Weber: Nun, wir haben, wie gesagt, in unseren Projektionen, aber auch in unseren Analysen immer ein Hauptszenario, wie wir die Entwicklung sehen. Hier spielen diese Zweitrundeneffekte im jetzigen Stadium noch keine Rolle, weil sie sich eben nicht materialisiert haben in einer Reihe von Ländern. Es gibt sehr wohl in einigen Ländern Lohnindexierungsklauseln, in manchen Ländern bis zu 70 Prozent aller Lohnkontrakte, die dazu führen, dass, wenn die Inflation kurzfristig, so wie in den letzten Monaten und voraussichtlich auch für die nächsten Monate bis weit ins nächste Jahr hinein über zwei Prozent liegen, dass dies einen gewissen Preisauftrieb mit bedingen kann. Das spielt für uns eine Rolle – weniger in der erwarteten Entwicklung als in den Risikoszenarien. Das heißt, es besteht ein Risiko, wenn die Inflationsrate über zwei Prozent liegt, dass die Inflationserwartungen nicht gut verankert bleiben, dass es zu Zweitrundeneffekten kommen könnte. Und das muss man eben sehr genau beobachten, um eben zu verhindern, dass solche Effekte sich materialisieren.

Welter: Weil ich die Energiepreise ansprach: Womit rechnen die Währungshüter, dass diese Situation angespannt bleibt und sich dann auch daraus weitere Effekte und Risiken ergeben könnten?

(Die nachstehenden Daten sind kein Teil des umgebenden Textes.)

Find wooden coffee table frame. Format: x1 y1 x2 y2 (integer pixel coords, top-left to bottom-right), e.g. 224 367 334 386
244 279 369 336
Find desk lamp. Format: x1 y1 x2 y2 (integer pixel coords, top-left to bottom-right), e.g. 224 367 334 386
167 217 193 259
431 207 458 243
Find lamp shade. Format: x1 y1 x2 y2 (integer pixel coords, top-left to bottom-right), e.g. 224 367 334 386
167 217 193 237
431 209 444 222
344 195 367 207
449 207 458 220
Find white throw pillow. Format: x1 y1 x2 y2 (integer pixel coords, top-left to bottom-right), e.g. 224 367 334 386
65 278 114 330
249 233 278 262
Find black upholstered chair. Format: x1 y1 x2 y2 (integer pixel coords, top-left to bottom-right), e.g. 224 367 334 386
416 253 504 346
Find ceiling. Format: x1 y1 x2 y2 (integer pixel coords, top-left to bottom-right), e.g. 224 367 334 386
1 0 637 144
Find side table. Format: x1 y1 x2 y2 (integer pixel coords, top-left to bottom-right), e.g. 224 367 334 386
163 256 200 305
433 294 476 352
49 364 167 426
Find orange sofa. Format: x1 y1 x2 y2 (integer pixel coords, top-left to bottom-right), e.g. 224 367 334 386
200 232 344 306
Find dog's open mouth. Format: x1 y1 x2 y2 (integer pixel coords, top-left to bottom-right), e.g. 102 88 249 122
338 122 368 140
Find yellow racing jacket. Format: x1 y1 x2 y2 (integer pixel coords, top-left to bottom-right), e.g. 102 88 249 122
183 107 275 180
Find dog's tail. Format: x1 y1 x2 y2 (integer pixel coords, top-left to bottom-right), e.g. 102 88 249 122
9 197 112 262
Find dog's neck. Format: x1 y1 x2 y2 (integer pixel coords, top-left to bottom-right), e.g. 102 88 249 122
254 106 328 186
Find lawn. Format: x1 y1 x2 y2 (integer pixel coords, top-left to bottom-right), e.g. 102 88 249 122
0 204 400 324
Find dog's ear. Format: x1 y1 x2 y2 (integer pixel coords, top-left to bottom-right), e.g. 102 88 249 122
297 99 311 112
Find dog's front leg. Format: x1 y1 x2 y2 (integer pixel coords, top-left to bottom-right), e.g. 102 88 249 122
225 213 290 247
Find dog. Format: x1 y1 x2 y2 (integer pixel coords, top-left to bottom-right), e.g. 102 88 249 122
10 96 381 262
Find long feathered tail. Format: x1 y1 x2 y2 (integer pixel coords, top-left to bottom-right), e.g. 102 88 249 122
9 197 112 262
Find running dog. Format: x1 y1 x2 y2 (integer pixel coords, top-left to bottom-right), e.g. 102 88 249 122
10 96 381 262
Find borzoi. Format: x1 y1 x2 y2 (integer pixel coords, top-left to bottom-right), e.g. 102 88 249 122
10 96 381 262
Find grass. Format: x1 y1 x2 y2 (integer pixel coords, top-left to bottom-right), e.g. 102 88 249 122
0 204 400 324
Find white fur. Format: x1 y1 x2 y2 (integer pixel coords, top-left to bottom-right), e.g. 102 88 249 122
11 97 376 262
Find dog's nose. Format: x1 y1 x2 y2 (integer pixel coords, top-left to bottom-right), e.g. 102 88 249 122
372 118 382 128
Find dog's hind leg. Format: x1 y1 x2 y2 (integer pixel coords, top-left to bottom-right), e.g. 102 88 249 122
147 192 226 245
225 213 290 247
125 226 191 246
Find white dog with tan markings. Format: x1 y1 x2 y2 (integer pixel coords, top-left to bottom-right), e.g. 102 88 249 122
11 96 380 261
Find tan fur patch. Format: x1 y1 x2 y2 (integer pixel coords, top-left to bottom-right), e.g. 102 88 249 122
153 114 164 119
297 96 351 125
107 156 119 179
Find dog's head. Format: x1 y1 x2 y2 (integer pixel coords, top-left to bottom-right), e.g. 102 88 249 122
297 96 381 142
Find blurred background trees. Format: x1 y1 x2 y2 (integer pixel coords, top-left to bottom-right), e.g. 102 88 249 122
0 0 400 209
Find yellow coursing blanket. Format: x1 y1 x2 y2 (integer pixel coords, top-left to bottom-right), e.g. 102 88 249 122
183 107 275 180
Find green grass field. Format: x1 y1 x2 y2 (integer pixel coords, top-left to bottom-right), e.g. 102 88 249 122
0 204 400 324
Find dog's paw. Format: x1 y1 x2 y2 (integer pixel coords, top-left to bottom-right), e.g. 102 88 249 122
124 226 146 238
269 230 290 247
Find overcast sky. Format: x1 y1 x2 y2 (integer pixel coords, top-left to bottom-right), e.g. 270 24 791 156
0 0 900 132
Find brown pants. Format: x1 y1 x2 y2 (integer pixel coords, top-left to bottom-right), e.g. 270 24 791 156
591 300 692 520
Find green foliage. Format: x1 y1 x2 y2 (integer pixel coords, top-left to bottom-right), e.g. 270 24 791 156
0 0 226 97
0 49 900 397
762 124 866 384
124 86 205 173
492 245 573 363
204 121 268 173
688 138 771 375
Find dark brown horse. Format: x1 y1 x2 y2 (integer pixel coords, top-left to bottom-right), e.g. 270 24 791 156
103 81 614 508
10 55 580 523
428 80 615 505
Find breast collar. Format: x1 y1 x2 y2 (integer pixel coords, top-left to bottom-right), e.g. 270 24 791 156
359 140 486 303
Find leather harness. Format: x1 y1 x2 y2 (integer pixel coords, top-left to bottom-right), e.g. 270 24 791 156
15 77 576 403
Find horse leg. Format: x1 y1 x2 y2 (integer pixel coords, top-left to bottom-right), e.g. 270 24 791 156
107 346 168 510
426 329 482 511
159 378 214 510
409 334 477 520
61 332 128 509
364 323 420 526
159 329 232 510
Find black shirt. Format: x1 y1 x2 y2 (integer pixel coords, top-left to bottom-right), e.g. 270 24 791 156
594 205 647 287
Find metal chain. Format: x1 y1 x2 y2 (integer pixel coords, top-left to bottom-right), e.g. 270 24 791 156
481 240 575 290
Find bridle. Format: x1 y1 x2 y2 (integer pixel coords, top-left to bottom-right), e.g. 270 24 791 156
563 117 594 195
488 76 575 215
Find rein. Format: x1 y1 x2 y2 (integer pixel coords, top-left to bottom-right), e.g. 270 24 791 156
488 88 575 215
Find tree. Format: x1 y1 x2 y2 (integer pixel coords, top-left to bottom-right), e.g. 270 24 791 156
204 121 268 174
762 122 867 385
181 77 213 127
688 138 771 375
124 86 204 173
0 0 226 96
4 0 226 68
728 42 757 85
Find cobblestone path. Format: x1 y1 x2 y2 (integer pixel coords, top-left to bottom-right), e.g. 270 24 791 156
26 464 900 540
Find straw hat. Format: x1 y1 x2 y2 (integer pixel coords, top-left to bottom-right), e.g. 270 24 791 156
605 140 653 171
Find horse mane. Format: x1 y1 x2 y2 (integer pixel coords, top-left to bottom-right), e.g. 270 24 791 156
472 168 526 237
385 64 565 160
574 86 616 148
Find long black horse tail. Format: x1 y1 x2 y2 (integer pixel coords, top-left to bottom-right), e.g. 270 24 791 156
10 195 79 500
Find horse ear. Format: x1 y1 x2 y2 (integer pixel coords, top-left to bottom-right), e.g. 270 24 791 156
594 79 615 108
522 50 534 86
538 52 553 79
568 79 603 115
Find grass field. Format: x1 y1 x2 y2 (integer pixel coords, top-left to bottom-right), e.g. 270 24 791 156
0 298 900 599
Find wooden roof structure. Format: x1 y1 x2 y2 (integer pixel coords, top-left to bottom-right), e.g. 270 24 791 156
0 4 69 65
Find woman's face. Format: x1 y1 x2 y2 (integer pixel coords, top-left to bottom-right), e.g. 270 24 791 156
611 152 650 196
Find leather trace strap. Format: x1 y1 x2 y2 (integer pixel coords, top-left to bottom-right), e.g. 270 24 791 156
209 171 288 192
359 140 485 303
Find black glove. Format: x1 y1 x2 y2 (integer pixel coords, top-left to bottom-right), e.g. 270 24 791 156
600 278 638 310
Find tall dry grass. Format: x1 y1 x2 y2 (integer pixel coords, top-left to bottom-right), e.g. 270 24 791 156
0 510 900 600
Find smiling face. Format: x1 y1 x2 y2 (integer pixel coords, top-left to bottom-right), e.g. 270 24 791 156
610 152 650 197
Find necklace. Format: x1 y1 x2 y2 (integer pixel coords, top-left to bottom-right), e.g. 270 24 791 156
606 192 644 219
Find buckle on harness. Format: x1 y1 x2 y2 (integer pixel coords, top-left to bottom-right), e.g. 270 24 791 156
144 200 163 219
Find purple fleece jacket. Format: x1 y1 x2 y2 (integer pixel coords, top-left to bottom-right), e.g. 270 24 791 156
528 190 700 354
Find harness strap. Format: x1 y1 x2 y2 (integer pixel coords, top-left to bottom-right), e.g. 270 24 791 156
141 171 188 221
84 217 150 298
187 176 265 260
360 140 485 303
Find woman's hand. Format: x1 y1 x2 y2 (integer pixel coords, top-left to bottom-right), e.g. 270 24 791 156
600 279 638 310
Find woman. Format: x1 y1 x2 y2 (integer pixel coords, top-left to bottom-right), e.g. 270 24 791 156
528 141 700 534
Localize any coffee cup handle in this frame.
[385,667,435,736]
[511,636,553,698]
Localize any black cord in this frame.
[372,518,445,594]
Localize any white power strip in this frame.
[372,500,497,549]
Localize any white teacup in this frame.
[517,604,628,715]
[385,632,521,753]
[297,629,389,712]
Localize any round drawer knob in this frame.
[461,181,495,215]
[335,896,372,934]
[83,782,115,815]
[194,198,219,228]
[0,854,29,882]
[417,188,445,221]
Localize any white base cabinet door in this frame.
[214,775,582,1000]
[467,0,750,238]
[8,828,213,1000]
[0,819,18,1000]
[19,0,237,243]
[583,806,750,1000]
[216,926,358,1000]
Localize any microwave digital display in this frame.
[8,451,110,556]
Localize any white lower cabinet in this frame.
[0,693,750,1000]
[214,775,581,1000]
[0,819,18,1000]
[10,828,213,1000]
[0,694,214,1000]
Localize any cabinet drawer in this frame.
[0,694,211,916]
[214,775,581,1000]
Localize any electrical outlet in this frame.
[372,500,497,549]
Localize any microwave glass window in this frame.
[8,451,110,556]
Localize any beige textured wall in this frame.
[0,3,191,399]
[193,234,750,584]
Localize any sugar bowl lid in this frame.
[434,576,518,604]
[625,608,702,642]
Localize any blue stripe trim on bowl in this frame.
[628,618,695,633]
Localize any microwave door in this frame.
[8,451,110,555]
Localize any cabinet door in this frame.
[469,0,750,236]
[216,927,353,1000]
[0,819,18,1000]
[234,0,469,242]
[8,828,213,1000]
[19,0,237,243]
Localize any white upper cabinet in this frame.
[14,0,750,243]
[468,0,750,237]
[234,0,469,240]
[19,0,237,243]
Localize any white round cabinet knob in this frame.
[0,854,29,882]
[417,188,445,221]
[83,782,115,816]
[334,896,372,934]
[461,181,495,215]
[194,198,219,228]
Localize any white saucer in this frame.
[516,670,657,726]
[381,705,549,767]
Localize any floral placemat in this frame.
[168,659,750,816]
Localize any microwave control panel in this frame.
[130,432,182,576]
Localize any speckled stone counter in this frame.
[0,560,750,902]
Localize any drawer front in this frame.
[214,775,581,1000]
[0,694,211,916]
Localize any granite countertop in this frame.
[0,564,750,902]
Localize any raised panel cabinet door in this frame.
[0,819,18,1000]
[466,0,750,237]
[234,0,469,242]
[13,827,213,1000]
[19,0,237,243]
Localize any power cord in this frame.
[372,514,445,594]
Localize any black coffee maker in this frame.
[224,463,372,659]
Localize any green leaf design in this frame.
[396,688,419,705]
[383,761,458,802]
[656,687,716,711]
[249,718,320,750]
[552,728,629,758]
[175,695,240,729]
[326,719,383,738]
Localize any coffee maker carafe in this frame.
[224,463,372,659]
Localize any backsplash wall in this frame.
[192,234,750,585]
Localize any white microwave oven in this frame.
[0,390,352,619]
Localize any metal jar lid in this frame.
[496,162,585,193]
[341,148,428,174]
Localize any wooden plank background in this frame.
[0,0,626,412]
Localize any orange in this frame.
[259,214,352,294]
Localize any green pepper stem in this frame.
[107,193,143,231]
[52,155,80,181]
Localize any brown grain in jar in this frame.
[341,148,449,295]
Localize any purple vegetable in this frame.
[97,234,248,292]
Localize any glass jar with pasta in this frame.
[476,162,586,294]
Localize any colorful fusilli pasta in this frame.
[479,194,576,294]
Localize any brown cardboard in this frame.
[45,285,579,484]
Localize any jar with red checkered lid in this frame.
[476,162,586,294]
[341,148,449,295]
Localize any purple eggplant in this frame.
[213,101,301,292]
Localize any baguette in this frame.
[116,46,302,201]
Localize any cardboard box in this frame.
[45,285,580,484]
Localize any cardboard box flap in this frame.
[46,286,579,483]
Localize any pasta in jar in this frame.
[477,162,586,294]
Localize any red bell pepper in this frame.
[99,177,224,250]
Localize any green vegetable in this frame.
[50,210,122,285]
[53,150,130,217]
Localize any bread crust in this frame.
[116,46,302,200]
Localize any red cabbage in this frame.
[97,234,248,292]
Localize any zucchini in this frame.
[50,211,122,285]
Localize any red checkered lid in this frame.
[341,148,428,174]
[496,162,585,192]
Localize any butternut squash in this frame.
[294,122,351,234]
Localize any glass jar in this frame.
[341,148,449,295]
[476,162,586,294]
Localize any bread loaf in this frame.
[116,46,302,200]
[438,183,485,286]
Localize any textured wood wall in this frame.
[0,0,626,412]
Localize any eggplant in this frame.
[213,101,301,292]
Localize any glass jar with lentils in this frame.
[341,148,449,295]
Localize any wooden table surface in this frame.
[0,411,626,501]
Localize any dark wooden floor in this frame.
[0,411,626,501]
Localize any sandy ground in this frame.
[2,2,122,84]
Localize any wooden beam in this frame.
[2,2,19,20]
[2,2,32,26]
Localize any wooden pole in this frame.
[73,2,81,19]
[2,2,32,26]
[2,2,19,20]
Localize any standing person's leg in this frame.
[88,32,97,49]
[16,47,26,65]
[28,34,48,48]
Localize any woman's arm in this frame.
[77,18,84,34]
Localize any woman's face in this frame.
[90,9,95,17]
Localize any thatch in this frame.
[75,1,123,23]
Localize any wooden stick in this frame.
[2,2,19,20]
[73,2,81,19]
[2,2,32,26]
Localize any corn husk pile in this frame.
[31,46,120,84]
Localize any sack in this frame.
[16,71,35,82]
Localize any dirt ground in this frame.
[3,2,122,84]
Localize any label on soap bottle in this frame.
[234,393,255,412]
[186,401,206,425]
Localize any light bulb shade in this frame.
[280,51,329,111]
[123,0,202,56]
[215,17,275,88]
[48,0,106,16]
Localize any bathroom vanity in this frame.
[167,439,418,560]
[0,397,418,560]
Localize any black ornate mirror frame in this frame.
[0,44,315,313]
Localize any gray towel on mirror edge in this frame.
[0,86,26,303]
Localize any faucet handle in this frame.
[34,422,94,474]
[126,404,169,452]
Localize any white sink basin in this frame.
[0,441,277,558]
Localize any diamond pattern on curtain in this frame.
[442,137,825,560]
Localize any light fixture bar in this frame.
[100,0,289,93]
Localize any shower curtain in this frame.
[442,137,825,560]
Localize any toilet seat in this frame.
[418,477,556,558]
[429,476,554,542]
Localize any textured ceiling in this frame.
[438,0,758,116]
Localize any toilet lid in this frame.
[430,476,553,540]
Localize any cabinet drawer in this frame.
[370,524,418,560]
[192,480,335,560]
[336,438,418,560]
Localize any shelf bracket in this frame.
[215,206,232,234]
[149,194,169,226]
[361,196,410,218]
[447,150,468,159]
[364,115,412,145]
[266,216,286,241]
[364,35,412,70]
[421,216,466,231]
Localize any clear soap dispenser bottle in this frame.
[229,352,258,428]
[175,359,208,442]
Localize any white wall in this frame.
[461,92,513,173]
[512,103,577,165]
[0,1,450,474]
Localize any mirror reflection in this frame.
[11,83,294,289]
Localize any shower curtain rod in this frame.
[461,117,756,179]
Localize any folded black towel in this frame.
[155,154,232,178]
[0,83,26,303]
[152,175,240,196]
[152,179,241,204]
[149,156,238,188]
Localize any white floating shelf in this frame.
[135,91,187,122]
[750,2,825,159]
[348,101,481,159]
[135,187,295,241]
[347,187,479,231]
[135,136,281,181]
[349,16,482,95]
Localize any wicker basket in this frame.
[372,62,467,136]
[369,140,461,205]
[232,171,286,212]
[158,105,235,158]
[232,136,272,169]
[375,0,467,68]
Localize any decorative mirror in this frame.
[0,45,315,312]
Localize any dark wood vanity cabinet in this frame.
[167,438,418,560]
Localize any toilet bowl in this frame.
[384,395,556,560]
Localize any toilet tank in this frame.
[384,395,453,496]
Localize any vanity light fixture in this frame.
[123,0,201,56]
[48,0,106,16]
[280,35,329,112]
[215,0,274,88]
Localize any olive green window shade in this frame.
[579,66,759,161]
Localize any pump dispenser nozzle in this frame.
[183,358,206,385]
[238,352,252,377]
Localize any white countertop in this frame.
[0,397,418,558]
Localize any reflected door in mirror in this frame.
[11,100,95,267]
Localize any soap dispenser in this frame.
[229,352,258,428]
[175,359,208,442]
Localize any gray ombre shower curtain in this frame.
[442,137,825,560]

Weber: Was man sieht ist, dass eigentlich alle Terminmarktnotierungen mittlerweile nicht mehr davon ausgehen, dass die jüngsten, historisch hohen Ölpreisniveaus sich nennenswert zurückbilden, so dass wir davon ausgehen, dass der Ölpreisauftrieb dauerhaft die Ölpreise erhöht hat. Das ist ein neues Phänomen. Früher hat man immer damit gerechnet mit einer gewissen Wahrscheinlichkeit, dass das wieder ins OPEC-Band zurückgegangen ist. Es ist neben einer Reihe von anderen Risikoszenarien zu sehen. Sie beobachten zum Beispiel in vielen Ländern, dass es zu administrierten Preisen, indirekten Steuerveränderungen kommt. Auch das beeinflusst mittel- bis langfristig das Preisklima in diesen Ländern. Und es gibt durchaus Diskussionen, ob eben diese Veränderungen im Preisklima dann eine Rolle auch spielt letztendlich bei der Verhandlung der Tarifvertragsparteien über die zukünftige Lohnentwicklung. Es geht uns hier nicht primär um die direkten oder indirekten Erstrundeneffekte, sondern um mögliche Zweitrundeneffekte. Und hier muss eine Notenbank sehr aufmerksam und sehr wachsam sein.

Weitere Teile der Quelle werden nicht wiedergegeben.